Desde então, tornou-se um padrão científico abrindo caminho para nutricionistas, médicos e especialistas identificarem o que é bom e o que não é. Graças a um crescente corpo de evidências de que a dieta pode prevenir tudo, desde doenças cardíacas ao câncer, a dieta mediterrânea é o que define o padrão para uma vida longa e boa saúde.

Onde está hoje?

Quando você fala sobre a dieta mediterrânea hoje, as pessoas em todo o mundo sabem do que se trata. Já se passaram 15 anos desde que os dois médicos Trichopoulos desenvolveram a pirâmide mediterrânea, e hoje você pode encontrar restaurantes que servem iguarias de inspiração mediterrânea em quase todas as esquinas e produtos alimentares gregos em quase todos os grandes supermercados. Existe até um símbolo de embalagem, Med Mark, projetado para ajudar os compradores a identificar rapidamente produtos saudáveis ​​da dieta mediterrânea nos supermercados. E recentemente a dieta mediterrânea foi premiada com o status de Patrimônio Mundial da UNESCO.

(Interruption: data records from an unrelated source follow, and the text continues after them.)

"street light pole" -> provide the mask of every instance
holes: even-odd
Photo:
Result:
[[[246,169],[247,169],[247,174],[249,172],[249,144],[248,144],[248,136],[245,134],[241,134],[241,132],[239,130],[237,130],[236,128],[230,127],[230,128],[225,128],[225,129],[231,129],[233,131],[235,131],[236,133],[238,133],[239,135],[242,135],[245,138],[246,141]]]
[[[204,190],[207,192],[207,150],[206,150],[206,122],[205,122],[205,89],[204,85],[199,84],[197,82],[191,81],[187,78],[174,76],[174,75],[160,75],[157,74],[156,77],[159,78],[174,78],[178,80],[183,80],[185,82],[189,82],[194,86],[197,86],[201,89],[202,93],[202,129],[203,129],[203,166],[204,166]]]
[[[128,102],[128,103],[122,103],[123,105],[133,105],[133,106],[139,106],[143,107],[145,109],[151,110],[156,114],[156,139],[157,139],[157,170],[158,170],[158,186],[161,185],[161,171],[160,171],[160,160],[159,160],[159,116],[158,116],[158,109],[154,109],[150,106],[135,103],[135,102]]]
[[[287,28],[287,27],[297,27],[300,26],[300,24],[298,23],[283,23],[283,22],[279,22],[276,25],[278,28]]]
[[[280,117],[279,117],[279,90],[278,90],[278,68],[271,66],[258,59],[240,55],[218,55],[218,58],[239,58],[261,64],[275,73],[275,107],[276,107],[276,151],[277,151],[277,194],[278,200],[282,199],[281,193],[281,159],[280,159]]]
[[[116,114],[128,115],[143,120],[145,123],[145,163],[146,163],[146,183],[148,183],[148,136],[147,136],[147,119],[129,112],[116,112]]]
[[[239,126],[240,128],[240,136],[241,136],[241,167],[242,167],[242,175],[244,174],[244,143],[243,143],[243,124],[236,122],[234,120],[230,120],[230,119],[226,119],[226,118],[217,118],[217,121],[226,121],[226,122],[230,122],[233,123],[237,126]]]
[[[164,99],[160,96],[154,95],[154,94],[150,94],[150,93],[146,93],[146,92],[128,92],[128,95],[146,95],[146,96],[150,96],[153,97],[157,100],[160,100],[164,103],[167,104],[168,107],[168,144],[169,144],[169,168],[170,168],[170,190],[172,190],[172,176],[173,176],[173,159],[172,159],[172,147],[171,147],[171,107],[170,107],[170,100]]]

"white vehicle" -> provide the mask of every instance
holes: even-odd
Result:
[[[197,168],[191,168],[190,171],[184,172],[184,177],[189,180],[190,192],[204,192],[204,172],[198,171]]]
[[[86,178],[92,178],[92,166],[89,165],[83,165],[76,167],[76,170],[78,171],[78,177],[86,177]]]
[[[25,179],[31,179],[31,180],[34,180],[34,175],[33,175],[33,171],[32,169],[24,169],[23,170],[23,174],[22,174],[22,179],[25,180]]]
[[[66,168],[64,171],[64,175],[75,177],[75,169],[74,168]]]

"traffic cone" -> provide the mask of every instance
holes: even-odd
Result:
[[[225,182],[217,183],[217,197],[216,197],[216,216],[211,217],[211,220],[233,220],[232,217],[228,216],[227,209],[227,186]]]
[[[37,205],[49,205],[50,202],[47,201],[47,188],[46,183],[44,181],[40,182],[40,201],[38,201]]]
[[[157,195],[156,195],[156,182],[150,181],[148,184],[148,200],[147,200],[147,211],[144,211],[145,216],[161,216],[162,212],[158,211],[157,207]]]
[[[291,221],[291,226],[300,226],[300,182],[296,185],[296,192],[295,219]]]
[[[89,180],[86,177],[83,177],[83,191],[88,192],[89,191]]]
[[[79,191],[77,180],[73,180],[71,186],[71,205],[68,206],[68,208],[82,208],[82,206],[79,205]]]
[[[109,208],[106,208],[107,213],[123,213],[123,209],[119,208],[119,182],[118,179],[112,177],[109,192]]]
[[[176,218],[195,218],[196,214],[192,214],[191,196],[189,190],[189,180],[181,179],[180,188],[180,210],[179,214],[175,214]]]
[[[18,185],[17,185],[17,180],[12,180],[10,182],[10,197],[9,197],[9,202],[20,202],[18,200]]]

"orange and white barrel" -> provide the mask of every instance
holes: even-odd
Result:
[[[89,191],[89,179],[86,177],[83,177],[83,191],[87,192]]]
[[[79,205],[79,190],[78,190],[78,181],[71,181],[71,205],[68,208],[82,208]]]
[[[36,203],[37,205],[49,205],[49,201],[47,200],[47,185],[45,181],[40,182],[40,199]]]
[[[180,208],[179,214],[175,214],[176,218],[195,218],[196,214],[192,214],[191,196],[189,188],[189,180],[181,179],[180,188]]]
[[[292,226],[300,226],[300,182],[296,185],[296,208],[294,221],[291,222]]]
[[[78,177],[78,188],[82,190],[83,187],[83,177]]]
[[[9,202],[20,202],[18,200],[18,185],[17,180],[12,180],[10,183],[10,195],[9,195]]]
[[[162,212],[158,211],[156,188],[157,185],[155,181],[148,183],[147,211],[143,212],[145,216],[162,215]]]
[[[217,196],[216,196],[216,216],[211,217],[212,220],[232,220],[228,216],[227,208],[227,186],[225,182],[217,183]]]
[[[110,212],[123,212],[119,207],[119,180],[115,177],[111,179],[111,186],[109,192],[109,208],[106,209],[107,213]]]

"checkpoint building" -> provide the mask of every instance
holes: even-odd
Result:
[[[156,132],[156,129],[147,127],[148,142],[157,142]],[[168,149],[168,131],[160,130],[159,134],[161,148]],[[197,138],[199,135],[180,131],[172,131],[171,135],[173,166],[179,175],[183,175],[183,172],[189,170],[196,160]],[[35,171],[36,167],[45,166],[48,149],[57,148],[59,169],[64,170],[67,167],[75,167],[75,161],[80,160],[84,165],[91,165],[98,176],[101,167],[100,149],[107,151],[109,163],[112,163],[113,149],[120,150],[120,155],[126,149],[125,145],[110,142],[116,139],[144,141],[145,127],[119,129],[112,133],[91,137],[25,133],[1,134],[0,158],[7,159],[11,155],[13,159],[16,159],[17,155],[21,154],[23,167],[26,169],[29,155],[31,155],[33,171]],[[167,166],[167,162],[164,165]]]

Mas embora a dieta mediterrânea tenha ganhado reconhecimento internacional e aumentado sua popularidade em muitos lugares do mundo, não se pode dizer o mesmo de seu local de nascimento. Um relatório recente da Organização das Nações Unidas para Agricultura e Alimentação mostra que gregos, italianos e outras nações mediterrâneas estão consumindo mais calorias, mais gordura saturada e tudo, menos seguir a dieta de seus antepassados.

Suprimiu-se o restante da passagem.